The modular trickster tales - Peik, Si Djeha & the Robbers etc… can
feel like throwing one handful of kindling after another onto a fire: trick after trick after trick. Each trick blazes brightly and briefly, but handfuls of
kindling don’t easily create a glowing heart to a fire. And the repeated little blazes can seem relentless. So I wanted to hear where these tellers had found that heart in the stories and how they kept it glowing.

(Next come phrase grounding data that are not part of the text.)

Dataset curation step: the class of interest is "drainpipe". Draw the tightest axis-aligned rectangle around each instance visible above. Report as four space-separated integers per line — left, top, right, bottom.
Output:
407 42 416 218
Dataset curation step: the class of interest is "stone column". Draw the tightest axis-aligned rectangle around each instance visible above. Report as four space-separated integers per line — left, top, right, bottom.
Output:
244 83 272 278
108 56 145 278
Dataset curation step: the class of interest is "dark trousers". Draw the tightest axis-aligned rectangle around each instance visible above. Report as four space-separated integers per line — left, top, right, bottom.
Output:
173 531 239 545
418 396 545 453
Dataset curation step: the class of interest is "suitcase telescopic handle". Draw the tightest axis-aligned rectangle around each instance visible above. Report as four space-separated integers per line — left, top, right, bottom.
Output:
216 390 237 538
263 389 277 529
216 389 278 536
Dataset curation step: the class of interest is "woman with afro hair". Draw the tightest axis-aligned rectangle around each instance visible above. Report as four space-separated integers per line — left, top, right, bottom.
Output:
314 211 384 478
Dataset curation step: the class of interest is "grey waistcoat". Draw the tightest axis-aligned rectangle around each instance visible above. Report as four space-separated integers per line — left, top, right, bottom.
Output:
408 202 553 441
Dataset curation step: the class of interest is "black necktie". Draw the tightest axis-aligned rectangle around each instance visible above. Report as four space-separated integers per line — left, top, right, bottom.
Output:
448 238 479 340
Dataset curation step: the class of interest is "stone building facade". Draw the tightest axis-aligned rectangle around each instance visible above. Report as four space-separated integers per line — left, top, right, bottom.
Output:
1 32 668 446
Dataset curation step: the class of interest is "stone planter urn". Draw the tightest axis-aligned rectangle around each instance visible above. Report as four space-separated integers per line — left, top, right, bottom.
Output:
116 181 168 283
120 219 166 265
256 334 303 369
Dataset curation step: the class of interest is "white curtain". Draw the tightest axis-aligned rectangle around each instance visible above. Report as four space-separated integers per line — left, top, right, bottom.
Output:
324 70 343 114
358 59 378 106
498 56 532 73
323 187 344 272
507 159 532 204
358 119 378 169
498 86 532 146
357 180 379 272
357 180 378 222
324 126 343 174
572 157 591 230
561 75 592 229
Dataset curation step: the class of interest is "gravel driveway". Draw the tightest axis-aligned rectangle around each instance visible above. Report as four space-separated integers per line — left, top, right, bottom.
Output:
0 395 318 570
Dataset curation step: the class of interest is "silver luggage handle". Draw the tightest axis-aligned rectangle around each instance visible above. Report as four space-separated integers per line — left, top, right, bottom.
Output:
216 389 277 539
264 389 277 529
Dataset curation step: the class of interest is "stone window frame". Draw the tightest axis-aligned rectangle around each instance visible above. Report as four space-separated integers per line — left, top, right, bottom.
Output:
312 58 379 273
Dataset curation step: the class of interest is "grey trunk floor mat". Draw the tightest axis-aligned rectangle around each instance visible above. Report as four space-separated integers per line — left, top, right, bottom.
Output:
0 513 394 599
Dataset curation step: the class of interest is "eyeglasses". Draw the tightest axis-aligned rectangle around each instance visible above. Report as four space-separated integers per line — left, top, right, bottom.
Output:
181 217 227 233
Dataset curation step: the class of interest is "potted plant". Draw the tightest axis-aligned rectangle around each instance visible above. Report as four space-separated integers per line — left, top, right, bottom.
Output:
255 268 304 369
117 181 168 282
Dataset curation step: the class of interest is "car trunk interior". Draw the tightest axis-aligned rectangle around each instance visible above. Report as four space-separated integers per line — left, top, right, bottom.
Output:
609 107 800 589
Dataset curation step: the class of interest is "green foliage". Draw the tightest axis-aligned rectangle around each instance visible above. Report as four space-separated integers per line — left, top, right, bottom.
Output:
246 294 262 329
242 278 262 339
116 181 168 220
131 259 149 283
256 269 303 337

Where the stories were working, much of that heart seemed to be in the complicity between teller and audience. The level of complicity seems more vital with trickster stories than with some others. The audience need a way in to a place of playful inclusion in the humour of it all, in there alongside the teller. Part of that way seems to come from the teller’s level of relaxation – I don’t mean telling in a overly laid-back or sloppy way: there seemed to be a place of balance where the teller is relaxed enough for the audience to feel they are enjoying the story together with him or her, but where they’re still embodying enough of that playful energy that keeps a trickster story alive. When the relaxed complicity was there but less of the playfulness, the audience’s energy seemed to wane about halfway through the story (as much as one can tell from an audio recording!). But when the teller was all high-energy without the relaxed complicity, the audience seem to be pushed out of the story almost from the start. How does one find one’s own way to that place where the three-sided relationship of story, teller and audience is alive in the right way for a trickster tale to fully work its own brand of magic? It makes me want to be out there telling and telling and telling this kind of story, just trying things, taking risks, seeing what works, feeling the mistakes and the moments where that magic’s present.